Between 15 June and 17 June 2014, more than 60 people were killed in attacks in and near Mpeketoni, Kenya. The Somalia-based Al-Shabaab militant group claimed responsibility, but the Kenyan President Uhuru Kenyatta asserted that the attacks were organized by local politicians with ties to a network of gangs. Correspondents from the area suggested that the attacks may have been motivated by ethnic or religious hatred, or revenge for land grabbing.

==First attack==
On 15 June 2014, about 50 masked gunmen hijacked a van and raided a police station in the predominantly Christian town of Mpeketoni, Kenya. According to a local policeman, the gunmen then shot men at random as women were forced to watch. An eyewitness, however, said that the attackers were targeting Christians. "They came to our house at around 8pm and asked us in Swahili whether we were Muslims," she said. "My husband told them we were Christians and they shot him in the head and chest." The assailants also burned hotels, restaurants, and government offices.

According to Kenyan President Uhuru Kenyatta, the Mpeketoni police received warning of the attack ahead of time, but did not act on the warning. No on-duty police were killed in the attack and military reinforcements stationed 30 km away did not arrive until 10 hours after the attack, leading The Standard to declare the "government fed us to the dogs". The newspaper's investigation suggested police had ignored calls for help, in some cases turning off their radios. Others were watching World Cup games and did not receive notice of the situation. An eyewitness said he was told police vehicles did not have sufficient fuel to respond to his distress call. The police commissioner, who was reportedly suspended after the attack, stated "We responded robustly but we were overwhelmed."

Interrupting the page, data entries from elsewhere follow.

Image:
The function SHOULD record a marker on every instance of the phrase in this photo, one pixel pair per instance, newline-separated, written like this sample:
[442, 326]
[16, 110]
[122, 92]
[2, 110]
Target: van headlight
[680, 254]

After the attacks, angry local Kenyans brandishing weapons subsequently took to Mpeketoni's streets in protest.

At least 53 people were reportedly killed during the attack, and eight others were unaccounted for as of 18 June. Most of the dead Kenyans were Kikuyus.

==Second attack==
On 17 June 2014, assailants set fire to houses in the villages of Majembeni and Poromoko, near Mpeketoni. At least fifteen people were killed in the overnight attacks. According to an eyewitness, the attackers also went door-to-door, pulling people out of their homes and demanding they prove they were Muslim. Initial reports also said twelve women were abducted during the raid, although that was later proven incorrect.

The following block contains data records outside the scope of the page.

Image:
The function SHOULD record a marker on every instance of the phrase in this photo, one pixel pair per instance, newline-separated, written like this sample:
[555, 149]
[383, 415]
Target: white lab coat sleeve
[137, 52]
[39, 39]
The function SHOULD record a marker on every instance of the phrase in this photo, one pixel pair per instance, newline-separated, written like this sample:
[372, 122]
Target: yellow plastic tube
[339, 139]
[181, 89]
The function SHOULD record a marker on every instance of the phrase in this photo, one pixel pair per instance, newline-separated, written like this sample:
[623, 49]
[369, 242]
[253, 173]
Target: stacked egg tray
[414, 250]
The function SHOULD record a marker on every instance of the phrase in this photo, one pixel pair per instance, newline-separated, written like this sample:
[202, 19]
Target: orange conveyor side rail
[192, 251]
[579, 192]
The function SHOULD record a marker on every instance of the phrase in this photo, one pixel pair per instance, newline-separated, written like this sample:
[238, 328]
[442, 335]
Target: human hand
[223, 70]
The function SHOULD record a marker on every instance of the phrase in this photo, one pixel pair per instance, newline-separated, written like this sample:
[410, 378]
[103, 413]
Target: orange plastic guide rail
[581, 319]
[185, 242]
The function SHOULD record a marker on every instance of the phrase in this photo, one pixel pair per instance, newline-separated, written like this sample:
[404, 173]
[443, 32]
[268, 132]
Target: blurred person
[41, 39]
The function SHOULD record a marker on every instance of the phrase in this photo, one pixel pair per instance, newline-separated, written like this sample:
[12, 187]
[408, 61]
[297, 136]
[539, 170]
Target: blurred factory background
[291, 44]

After the second attack, Kenyan security forces located a group of suspects armed with AK-47's fleeing from Mpeketoni. Five of the suspects were killed in a gun battle with security forces, while an undetermined number of others escaped.

==Perpetrators==
Although no group immediately claimed responsibility for the first attack, Kenyan army spokesman Major Emmanuel Chirchir said the "assailants [are] likely to be Al-Shabaab".

Al-Shabaab claimed responsibility for the second attack, saying its members had killed 20 people. The group stated that the attacks were "revenge for the presence of Kenyan troops in Somalia and the killing of Muslims." District deputy commissioner Benson Maisori also reported the waving of the Al-Shabaab flag. However, Kenyatta asserted that local politicians, who were connected with a network of gangs, had instigated the attacks, and dismissed Al-Shabaab's claim of responsibility.

Many locals accused the Kenyan government of attempting to enrich Kikuyus by giving them land. This grievance was also behind the fatal ethnic violence that took place following the disputed 2007 Kenyan elections. President Kenyatta, a Kikuyu himself, described the attacks as "politically motivated ethnic violence against a Kenyan community, with the intention of profiling and evicting them for political reasons". The opposition leader Raila Odinga, who Kenyatta had defeated in the 2013 general election, denied involvement in the violence and suggested that Kenyatta's remarks were "unfortunate and unjustified".

Correspondents from the area conjectured that ethnic Somali or Oromo residents may have perpetrated the attack and attempted to deflect blame onto Al-Shabaab by using the group's flag as a guise.

On 25 June, Lamu County Governor Issa Timamy was arrested on charges related to the attack.